Uwe Schmitt

Personal information
- Nationality: German
- Born: 17 August 1961 Marburg, West Germany
- Died: 17 December 1995 (aged 34) Bad Homburg vor der Höhe, Germany
- Height: 184 cm (6 ft 0 in)
- Weight: 74 kg (163 lb)

Sport
- Sport: Athletics (Sprinting and hurdles)
- Event: 4 × 400 metres relay

= Uwe Schmitt =

German sprinter and hurdler

Uwe Schmitt (17 August 1961 - 17 December 1995) was a German sprinter and hurdler. He competed in the 1984 Summer Olympics and won five medals in the West German Athletics Championships.

== Career ==
At the 1979 European Junior Championships, he won a gold medal in the 4 × 400 metres relay. He competed in the 400 metres hurdles and 4 × 400 metres relay at the 1984 Summer Olympics representing West Germany. He also competed at the 1987 World Championships, but was knocked out in the heats.

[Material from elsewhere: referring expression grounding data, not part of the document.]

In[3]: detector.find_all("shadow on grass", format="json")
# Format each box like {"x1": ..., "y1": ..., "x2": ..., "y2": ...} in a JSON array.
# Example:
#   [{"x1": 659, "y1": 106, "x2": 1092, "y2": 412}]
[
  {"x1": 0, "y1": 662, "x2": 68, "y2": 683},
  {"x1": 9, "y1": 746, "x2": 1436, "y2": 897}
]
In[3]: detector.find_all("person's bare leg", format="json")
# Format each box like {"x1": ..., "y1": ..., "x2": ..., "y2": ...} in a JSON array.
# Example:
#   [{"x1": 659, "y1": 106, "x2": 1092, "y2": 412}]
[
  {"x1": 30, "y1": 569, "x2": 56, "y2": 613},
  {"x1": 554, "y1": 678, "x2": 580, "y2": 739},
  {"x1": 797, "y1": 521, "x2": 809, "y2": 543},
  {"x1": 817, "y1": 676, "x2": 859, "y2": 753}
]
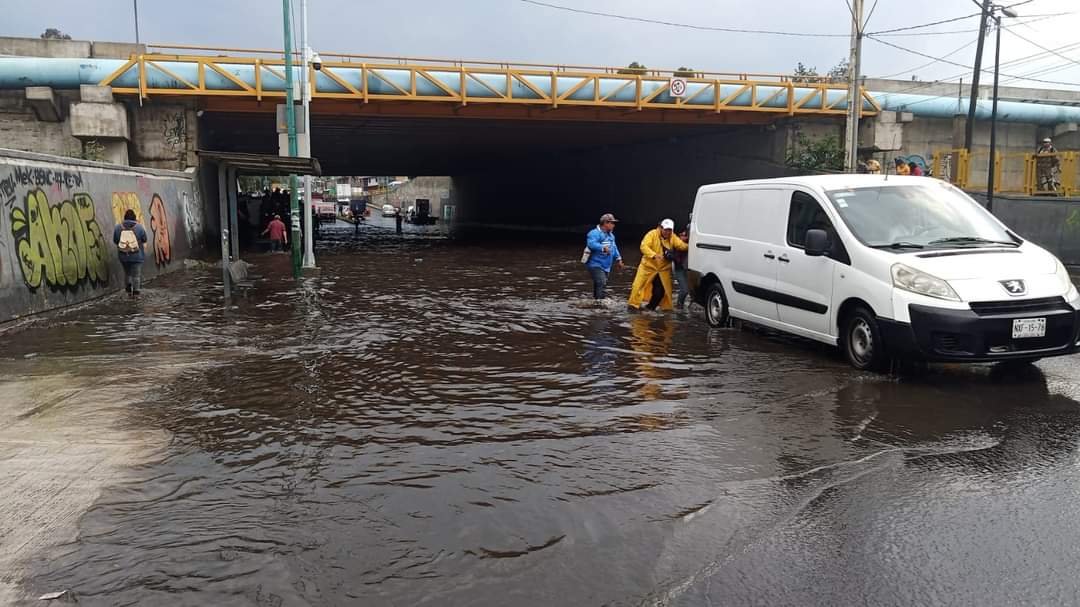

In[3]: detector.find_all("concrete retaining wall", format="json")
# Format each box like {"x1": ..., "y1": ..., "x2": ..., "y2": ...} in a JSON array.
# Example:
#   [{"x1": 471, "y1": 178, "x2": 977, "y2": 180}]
[
  {"x1": 970, "y1": 192, "x2": 1080, "y2": 265},
  {"x1": 0, "y1": 148, "x2": 205, "y2": 323},
  {"x1": 369, "y1": 177, "x2": 452, "y2": 219}
]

In the 400 m hurdles, he won the silver medal at the 1985 West German championships behind the long-reigning Harald Schmid, and four bronze medals in 1983, 1984, 1986, and 1988. He represented the club Eintracht Frankfurt.

His personal best times were 46.19 seconds in the 400 metres and 49.39 seconds in the 400 metres hurdles, both achieved in August 1985 in Stuttgart.

== Death ==
He died in 1995 at the age of 34. The cause of death was suicide.